All the uncertainty in our contemporary lives is a source of tremendous fear that we collectively deal with, as any student of Professor Paul Joseph will tell you, by pinning our paranoia to the strangers in our midst. By thus channeling our fears and angst, we gain an illusion of control. Problems of foreign policy and economics have diffuse roots that are difficult to identify and even harder to root out. How much easier is it to say the Muslim is responsible for our wars and the Mexican for taking our jobs? Nativism is an all too familiar trope in American history, but who among us today would defend the internment of Japanese in World War II?
Ultimately, it seems to me that this problem of intolerance comes from our inability to pull the emergency brake on our constant jabbering, jerk to a momentary halt, and think critically about the world we live in. We talk at each other, not to each other. We live in an age of email blitzes of talking points memos from our favorite politician or pundit on the left or right. We rattle off bullet points neatly packaged by our favorite blog rather than pick up a newspaper and mull over the day’s news reflectively over breakfast. Even when we’re not on Twitter, we think in 140 or fewer characters.
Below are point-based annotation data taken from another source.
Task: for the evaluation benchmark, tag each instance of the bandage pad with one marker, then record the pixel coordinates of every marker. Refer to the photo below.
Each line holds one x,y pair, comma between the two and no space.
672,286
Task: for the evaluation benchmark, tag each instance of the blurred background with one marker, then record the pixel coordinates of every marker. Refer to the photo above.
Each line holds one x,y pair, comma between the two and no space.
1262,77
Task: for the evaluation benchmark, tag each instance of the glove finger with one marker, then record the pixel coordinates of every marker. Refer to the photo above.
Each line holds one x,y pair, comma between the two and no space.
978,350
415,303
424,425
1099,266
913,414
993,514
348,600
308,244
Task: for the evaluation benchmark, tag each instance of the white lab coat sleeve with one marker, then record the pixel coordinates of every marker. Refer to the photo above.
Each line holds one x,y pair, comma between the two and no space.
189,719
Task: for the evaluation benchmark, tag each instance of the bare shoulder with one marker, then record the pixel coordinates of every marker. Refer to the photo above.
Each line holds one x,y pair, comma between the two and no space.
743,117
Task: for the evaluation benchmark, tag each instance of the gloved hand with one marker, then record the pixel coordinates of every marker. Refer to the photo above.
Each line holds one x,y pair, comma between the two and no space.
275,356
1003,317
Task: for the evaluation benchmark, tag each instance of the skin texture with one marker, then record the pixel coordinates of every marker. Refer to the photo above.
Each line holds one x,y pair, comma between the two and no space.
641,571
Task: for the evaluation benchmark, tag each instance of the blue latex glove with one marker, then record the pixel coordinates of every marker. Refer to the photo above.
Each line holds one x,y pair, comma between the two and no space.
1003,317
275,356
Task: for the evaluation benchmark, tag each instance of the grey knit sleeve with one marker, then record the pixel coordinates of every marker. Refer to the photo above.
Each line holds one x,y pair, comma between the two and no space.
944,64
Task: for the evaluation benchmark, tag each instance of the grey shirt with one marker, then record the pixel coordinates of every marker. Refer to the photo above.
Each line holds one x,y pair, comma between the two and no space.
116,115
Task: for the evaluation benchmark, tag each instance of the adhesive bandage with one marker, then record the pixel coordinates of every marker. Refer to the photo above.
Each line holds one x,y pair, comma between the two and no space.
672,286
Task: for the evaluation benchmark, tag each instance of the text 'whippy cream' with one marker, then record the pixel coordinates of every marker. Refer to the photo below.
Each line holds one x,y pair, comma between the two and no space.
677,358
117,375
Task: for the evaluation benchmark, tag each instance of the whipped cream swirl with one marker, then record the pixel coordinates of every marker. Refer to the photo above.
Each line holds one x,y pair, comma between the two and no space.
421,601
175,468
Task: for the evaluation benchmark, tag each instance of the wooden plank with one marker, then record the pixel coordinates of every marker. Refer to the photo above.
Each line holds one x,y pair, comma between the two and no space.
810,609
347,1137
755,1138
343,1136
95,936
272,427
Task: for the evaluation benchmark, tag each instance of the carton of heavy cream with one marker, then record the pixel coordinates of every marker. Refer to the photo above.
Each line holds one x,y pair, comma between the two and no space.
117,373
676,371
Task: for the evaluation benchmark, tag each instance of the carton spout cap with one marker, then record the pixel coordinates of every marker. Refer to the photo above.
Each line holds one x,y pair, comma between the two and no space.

Of course our politics only exacerbate the problem, or perhaps they merely reflect it. The Senate was once known as “the world’s greatest deliberative body,” but the most common sight on C-SPAN is that of Senators delivering speeches written by interns to an empty chamber. The moderates of the Senate are an endangered species, most being dead or now decrepit. To win elections, one must win primaries, and to win primaries, one must please the party base. How sad it is to see Arlen Specter look so frail and emasculated!
If I had it my way, I’d shut down all the cable news stations, the lefty ones and the righty ones as well, and the anchors would repent for the emptiness of their words and the frivolity of their programs. The blogs would be subjected to impartial fact-checkers of my choosing. From that point on everyone would get their news from the New York Times and Jon Stewart.
Crap. I’m back where I started, stuck in a conundrum. Trying to get everyone to stop imposing their opinions, I’m imposing mine, a paradox for the philosophers identified by English professor Jay Cantor in an essay for the Boston Globe written during the 2008 election. “Like a lot of people, I collect these opinions, and I forget where I got them, like head colds,” he writes, describing opinions as coming through us rather than from us. “And like viruses,” Cantor continues, “these opinions have taken over all the neurons inside my head, driving out all my ideas and substantial feelings and thoughts, the way Velveeta drove cheese off grocers’ shelves.” In this new school year, let us produce and consume opinions of more nuanced flavor and higher nutritional value.